Marijuana Eradication Ops On Miami And Lewis Creeks

OAKHURST — Law enforcement officers were busy today in the Miami and Lewis Creek areas north of Oakhurst, eradicating several large marijuana grows from public lands.

Members of CAMP (Campaign Against Marijuana Planting) worked in short-haul teams out of the Batterson Work Station heliport, removing plants and the accompanying infrastructure from illegal grows on the Sierra National Forest.

A short-haul operation involves lifting pairs of officers on a long line below the helicopter and inserting them in teams at strategic locations around each grove.

The Madera County Sheriff’s Office Narcotics Detective (who will not be identified here) running the operation says these illegal grows not only destroy public lands, they also bring crime and violence.

“Cartels become involved,” says the detective. “Marijuana is a very lucrative business, and it’s not about the plant, it’s about the money. This is another way for them to facilitate and fund their operations, and we are not exempt here in our county from the violence, shootings and murder that come with these operations.”

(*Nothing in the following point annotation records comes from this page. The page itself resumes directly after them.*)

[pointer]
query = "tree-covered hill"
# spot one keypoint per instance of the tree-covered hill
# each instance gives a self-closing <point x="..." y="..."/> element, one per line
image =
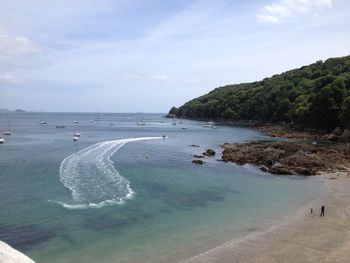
<point x="317" y="95"/>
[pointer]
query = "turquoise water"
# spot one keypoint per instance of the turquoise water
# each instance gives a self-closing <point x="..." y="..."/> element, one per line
<point x="122" y="193"/>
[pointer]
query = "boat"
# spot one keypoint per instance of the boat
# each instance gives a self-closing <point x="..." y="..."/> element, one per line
<point x="97" y="117"/>
<point x="7" y="132"/>
<point x="142" y="121"/>
<point x="42" y="118"/>
<point x="8" y="129"/>
<point x="210" y="124"/>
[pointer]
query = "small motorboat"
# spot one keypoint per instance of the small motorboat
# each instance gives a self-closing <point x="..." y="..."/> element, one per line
<point x="210" y="124"/>
<point x="7" y="132"/>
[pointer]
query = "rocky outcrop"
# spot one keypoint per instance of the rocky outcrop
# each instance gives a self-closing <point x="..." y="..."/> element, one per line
<point x="197" y="162"/>
<point x="11" y="255"/>
<point x="198" y="156"/>
<point x="209" y="153"/>
<point x="289" y="158"/>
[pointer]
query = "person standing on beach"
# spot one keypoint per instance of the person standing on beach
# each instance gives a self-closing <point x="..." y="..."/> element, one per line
<point x="322" y="211"/>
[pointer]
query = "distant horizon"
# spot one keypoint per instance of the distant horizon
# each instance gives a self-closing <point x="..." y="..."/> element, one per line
<point x="118" y="56"/>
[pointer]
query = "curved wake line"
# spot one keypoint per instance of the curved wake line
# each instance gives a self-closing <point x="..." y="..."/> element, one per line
<point x="92" y="178"/>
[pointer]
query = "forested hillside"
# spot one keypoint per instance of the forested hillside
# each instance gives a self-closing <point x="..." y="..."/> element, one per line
<point x="317" y="95"/>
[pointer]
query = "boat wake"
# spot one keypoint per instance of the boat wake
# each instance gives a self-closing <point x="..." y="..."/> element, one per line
<point x="92" y="178"/>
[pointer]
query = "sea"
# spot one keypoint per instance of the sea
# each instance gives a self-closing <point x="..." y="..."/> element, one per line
<point x="127" y="193"/>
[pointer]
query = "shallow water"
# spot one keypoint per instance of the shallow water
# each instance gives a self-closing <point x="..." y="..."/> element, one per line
<point x="122" y="193"/>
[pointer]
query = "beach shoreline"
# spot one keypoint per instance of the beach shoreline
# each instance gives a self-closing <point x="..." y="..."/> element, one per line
<point x="304" y="237"/>
<point x="11" y="255"/>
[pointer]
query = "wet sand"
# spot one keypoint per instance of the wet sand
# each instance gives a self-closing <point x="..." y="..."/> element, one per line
<point x="11" y="255"/>
<point x="303" y="237"/>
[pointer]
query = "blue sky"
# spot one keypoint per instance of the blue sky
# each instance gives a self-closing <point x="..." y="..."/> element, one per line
<point x="129" y="56"/>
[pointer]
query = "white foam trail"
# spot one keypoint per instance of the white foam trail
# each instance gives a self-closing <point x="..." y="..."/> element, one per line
<point x="91" y="177"/>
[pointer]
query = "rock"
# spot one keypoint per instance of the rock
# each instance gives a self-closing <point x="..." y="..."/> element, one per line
<point x="264" y="169"/>
<point x="197" y="162"/>
<point x="336" y="133"/>
<point x="345" y="136"/>
<point x="288" y="157"/>
<point x="209" y="152"/>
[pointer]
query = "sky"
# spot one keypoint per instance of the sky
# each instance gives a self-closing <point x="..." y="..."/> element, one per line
<point x="148" y="55"/>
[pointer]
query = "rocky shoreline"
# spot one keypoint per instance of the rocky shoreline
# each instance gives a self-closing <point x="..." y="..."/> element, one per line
<point x="289" y="158"/>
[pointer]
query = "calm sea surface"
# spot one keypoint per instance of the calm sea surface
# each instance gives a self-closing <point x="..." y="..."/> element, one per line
<point x="122" y="193"/>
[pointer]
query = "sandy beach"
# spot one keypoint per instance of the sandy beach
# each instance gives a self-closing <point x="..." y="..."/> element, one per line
<point x="11" y="255"/>
<point x="300" y="238"/>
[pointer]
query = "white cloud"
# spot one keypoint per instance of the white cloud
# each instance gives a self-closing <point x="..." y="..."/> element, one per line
<point x="7" y="78"/>
<point x="164" y="78"/>
<point x="278" y="11"/>
<point x="15" y="45"/>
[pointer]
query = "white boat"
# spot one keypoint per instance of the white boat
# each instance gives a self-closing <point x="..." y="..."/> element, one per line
<point x="7" y="131"/>
<point x="142" y="121"/>
<point x="210" y="124"/>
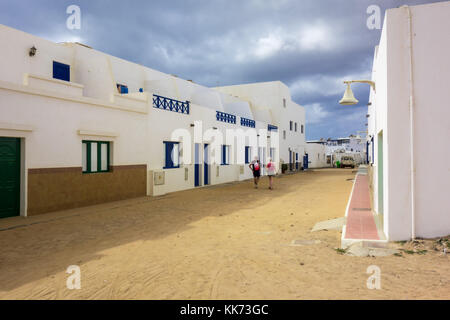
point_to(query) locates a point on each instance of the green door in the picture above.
(9, 177)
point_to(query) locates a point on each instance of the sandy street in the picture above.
(220, 242)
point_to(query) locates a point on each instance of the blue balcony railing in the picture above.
(225, 117)
(168, 104)
(248, 123)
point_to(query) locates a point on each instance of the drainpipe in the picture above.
(411, 126)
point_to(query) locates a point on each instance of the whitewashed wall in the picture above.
(390, 109)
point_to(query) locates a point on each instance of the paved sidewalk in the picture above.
(360, 219)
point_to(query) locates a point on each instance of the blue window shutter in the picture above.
(169, 149)
(61, 71)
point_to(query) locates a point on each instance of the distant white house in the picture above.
(325, 153)
(80, 127)
(409, 126)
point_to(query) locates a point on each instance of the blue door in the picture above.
(206, 165)
(290, 160)
(197, 165)
(305, 162)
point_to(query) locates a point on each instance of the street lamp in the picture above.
(349, 98)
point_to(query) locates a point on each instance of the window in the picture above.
(123, 89)
(247, 154)
(225, 155)
(272, 153)
(171, 155)
(95, 156)
(61, 71)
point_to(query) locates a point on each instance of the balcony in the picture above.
(225, 117)
(168, 104)
(248, 123)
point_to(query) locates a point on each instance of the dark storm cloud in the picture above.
(310, 45)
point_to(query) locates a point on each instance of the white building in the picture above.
(325, 153)
(409, 125)
(68, 138)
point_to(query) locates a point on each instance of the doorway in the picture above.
(197, 165)
(9, 177)
(380, 173)
(206, 164)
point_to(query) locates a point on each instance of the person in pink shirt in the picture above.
(271, 172)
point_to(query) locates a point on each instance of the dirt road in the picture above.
(221, 242)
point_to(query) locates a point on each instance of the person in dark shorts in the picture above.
(256, 169)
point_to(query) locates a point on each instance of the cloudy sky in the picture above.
(311, 45)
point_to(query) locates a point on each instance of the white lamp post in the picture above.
(349, 98)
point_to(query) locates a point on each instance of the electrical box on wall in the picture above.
(159, 178)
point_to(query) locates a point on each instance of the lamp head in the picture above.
(349, 98)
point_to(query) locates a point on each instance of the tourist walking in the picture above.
(271, 172)
(256, 169)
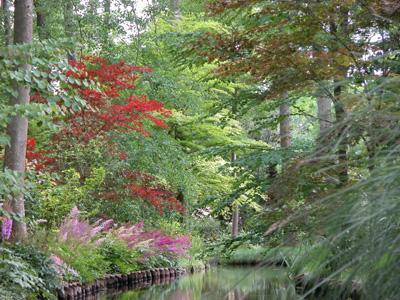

While the targets of today’s eradication operation were on public lands, the detective says the same problems arise with grows on private land.

“Just because you’re growing on private land doesn’t mean it’s legal,” he says. “When you’ve got a big grow that others can see and people become aware of it, you’re going to attract the same type of violence.”

That was evidenced on Aug. 7, when an Oakhurst man was shot and killed in what law enforcement says was a dispute over a marijuana grow on private property.

When Proposition 64 was passed by California voters in November 2016, it made the recreational use of marijuana legal for those over the age of 21, and allows individuals to grow up to six plants within a private home as long as the area is locked and not visible from a public place.

Each county throughout the state has its own ordinances governing the growing of marijuana, and it’s up to the individual to know what’s legal and what isn’t.

“By regulating and patrolling and forcing private grows indoors, we can bring a bit more safety — out of sight, out of mind,” says the detective, who notes that current Madera County law restricts grows to one room inside a single family dwelling that doesn’t exceed 120 sq. ft., or one detached, outdoor, enclosed structure where the cultivation is concealed from view, also 10 x 12′ or less.

Another danger posed by large, indoor grows is the diversion of electrical power which is often badly rigged and can spark fires.

Today’s operation inserted teams into outdoor grows on public lands, where the first order of business was to clear the scene of any safety issues such as booby traps, and look for any people who may be present. Officers then document the scene, taking photos, noting the number of plants, any make-shift habitations, watering systems, pesticides, and the ever-present trash, seemingly indigenous at these types of illegal operations.

Marijuana grows on the national forests have become a danger to both the public and the wildlife who inhabit the area. The pesticides, herbicides and fertilizers used in these large-scale operations poison wildlife and fisheries, and cause untold environment damage — and the public pays. It requires vast amounts of money and time to locate and destroy these grows, then rehab and restore the sites.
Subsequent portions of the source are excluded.